Berikut beberapa varian yang bisa Trendies pilih dan rasakan langsung :
PANDAN PANACEA – Daun Pandan | Buah Nanas | Daun Mint
Menyejukkan, menyegarkan, membantu melancarkan pencernaan, meningkatkan kekebalan imun, serta melegakan persendian dan otot. Dapat dinikmati kapan saja; siang atau malam, dapat disajikan dalam bentuk teh panas atau dingin – BEBAS KAFEIN
CITRUS GREEN – Teh Hijau | Buah Jeruk | Daun Sereh | Bunga Gemitir
Memiliki tekstur ringan, beraroma jeruk, menstimulasi, memperlambat dan mengurangi tanda-tanda penuaan; berguna untuk membuang racun dalam tubuh (detoksifikasi). Sangat baik dikonsumsi untuk memulai hari – menjaga pikiran tetap fokus dan tenang. Dapat dikonsumsi sepanjang hari; disajikan dalam bentuk teh panas maupun dingin – MENGANDUNG KAFEIN
GOLDEN ROSELLA – Bunga Rosela | Kunyit | Kayu Manis
Menghangatkan, menenangkan, meningkatkan metabolisme tubuh. Campuran teh ‘Golden Rosella’ memiliki keseimbangan sempurna dari rasa asam dan manis. Bersifat anti radang, membantu proses penurunan berat badan, serta mencerahkan kulit saat dikonsumsi pagi atau malam; panas atau dingin – BEBAS KAFEIN
BLUE DREAM – Bunga Kamomil | Bunga Lavender | Bunga Telang
Membantu mengurangi penuaan dini, meningkatkan perkembangan sel untuk menjaga kesehatan kulit dan rambut. ‘Blue Dream’ merupakan campuran yang tepat untuk membantu menenangkan pikiran dan tubuh dan meningkatkan kolagen. Baik untuk diminum saat malam sebelum tidur – BEBAS KAFEIN
Untuk varian satu ini, kamu bisa menambahkan lemon atau jeruk nipis untuk melihat bunga telang berubah dari biru menjadi ungu.
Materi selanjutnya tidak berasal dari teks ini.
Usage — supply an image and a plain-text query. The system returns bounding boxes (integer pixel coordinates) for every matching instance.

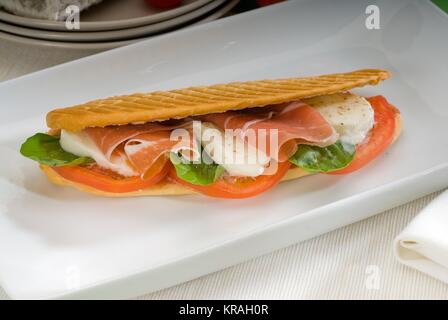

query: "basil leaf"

MORINGA MELODY – Daun Kelor | Daun Sereh | Bunga Kenop
Memiliki tekstur ringan, beraroma herbal, bersifat antioksidan, dan meningkatkan fungsi otak. ‘Moringa Melody’ merupakan varian teh terbaru kami; membantu menambah kekebalan imun, mengatur gula darah, dan meningkatkan metabolisme. Dapat dijadikan pilihan teh yang baik dikonsumsi pagi atau malam hari – BEBAS KAFEIN
Dengan kekayaan alamnya, teh herbal Bali dan botanical tea Indonesia kini semakin mengukuhkan posisinya dalam tren minuman herbal modern. Tidak lagi sekadar alternatif, tea blends hadir sebagai pilihan yang lebih ringan, alami, dan selaras dengan gaya hidup masa kini, terutama bagi kamu yang ingin mengurangi konsumsi kafein atau sekadar mencari minuman yang bisa dinikmati kapan saja.
Tea blends mengajak kita untuk menikmati teh dengan cara yang lebih santai dan personal. Tidak terburu-buru, tidak berlebihan, cukup hadir dan menikmati prosesnya. Dengan bahan-bahan alami dari bunga, rempah, dan tanaman herbal, tea blends menawarkan pengalaman minum yang lebih lembut dan membumi. Ditambah penampilannya yang estetik dapat Trendies padu padankan dengan cangkir-cangkir kekinian yang bikin mood minum tea blends makin menyenangkan.

Jika Trendies sedang mencari alternatif teh yang lebih ringan, alami, dan mendukung gaya hidup sehat, inilah saat yang tepat untuk mulai mengenal dan merasakan tea blends. Karena terkadang, perubahan kecil—seperti secangkir teh—bisa membawa dampak besar bagi tubuh dan keseharian.